With the latest requirements and changes by Google, only domains which resolve to a certain set of official name servers which is then specifically configured to display PPC ads will do so. The “backdoor” that existed for like 7 or 8 years, or hell, since day one even, is now officially getting it’s door shut…. Maybe Yahoo will do the same soon? Would be smart, don’t you think? Well… Sure it would be, but it won’t happen, because Yahoo can’t afford to lose all this revenue.

They know it’s fake / fraud traffic. They know it’s happening… But they too turn their shoulder. It’s all about the money at the end of the day…. Nobody is really looking out for you or your best interests. You gotta be proactive and well informed because crazy shit is happening each and every day on here. Just try to connect the dots… It’s all there for ya.

10 Comments

  1. Troy

    Fascinating!
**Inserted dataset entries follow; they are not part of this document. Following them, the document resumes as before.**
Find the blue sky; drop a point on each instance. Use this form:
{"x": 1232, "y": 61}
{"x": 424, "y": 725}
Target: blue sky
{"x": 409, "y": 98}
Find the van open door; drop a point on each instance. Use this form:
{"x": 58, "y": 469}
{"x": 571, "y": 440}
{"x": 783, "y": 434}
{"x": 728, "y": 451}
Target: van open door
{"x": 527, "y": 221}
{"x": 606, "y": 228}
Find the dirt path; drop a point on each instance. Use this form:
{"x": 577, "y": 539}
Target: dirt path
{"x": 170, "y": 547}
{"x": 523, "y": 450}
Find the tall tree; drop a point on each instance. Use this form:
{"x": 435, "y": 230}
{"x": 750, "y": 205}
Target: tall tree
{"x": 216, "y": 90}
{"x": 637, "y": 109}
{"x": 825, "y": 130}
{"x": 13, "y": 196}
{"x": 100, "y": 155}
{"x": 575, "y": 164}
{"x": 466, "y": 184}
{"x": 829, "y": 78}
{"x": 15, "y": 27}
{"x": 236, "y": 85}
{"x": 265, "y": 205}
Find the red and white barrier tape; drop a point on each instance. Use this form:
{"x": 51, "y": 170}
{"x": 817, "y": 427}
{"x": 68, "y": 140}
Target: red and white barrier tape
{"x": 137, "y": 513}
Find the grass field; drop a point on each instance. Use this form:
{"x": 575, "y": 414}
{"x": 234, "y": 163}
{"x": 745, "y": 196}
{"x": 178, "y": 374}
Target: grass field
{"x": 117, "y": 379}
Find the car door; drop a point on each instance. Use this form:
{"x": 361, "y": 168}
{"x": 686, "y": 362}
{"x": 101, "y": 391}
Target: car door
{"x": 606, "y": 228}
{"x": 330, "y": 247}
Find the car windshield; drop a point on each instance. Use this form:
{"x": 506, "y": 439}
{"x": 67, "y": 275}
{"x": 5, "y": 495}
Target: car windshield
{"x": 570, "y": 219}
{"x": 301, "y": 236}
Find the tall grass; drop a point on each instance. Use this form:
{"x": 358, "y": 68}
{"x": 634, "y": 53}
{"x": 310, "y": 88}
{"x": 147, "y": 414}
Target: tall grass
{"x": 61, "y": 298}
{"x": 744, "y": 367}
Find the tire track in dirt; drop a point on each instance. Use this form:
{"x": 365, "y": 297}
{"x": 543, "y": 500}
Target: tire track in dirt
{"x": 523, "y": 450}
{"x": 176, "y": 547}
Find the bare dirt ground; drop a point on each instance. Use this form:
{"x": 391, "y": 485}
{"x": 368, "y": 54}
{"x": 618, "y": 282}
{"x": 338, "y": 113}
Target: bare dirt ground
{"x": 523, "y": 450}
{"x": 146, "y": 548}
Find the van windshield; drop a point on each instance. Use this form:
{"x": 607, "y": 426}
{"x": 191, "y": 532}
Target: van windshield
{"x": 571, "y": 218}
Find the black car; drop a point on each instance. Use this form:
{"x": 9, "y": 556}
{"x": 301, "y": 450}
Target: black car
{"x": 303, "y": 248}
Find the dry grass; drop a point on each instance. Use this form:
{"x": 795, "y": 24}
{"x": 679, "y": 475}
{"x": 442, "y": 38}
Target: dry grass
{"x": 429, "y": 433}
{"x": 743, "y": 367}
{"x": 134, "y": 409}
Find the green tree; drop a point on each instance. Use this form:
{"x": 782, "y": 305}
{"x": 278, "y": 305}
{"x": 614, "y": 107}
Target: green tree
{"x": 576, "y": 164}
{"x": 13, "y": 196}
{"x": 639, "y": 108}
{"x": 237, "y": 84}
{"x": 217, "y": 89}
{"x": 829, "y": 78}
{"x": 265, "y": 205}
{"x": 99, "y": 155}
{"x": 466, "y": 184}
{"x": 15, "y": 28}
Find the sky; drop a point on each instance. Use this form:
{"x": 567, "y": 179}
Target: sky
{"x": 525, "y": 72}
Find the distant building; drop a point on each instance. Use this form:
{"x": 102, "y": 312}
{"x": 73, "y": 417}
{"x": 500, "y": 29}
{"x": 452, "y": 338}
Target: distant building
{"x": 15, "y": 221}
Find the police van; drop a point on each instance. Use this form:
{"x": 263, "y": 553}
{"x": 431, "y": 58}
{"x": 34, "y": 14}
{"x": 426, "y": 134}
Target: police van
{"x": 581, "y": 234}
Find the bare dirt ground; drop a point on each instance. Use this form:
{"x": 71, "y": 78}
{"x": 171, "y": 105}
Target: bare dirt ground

Thanks for sharing.

  2. Troy

    InternetTraffic.com uses the Yahoo feed, right?

  3. Pete

    Great post.. Even though I’ve read it twice.. I’m still a bit confused.. So say I addedd the domain wannadevelopthesky.com to my parking account and the domain doesn’t even exist.. How on earth could I profit from it? If someone typed it in the browser it wouldn’t resolve? If I added pharmacy.org to my account (and its a parked page) would parking companies temporarily give me the revenue for thaat domain instead of the real owner? Didn’t know that was happening?? Wtf

    • You redirect traffic to sedoparking.com/domainname.com ndparking.com/domainname.com and so on. You send traffic to the provided lander, which is then pre-filled with your domain information and/or unique tracking id code.

      • Speculatr

        I still don’t follow. So you set up the url, but the doesn’t the domain owner have to redirect the domain to the url? Or are you saying the fraudsters would type in the entire url which would redirect to a real domain? I’m confused…

        • Any type of fraud and scam isn’t easy to understand, but yes, you pretty much got it right… They sent traffic to the entire URL of the provided lander. The parking companies don’t care whether traffic comes to the lander url or via the domain that is actually parked using the provided name servers… So long as traffic is coming in, they will take it.

  4. Nuno

    If all parking companies check if the person really owns the domains that wouldn’t happen.

    • Exactly… But very few companies actually do that, and as a result, we have had all this abuse go on for years.

  5. i like the picture of the girl on the leather beanbag.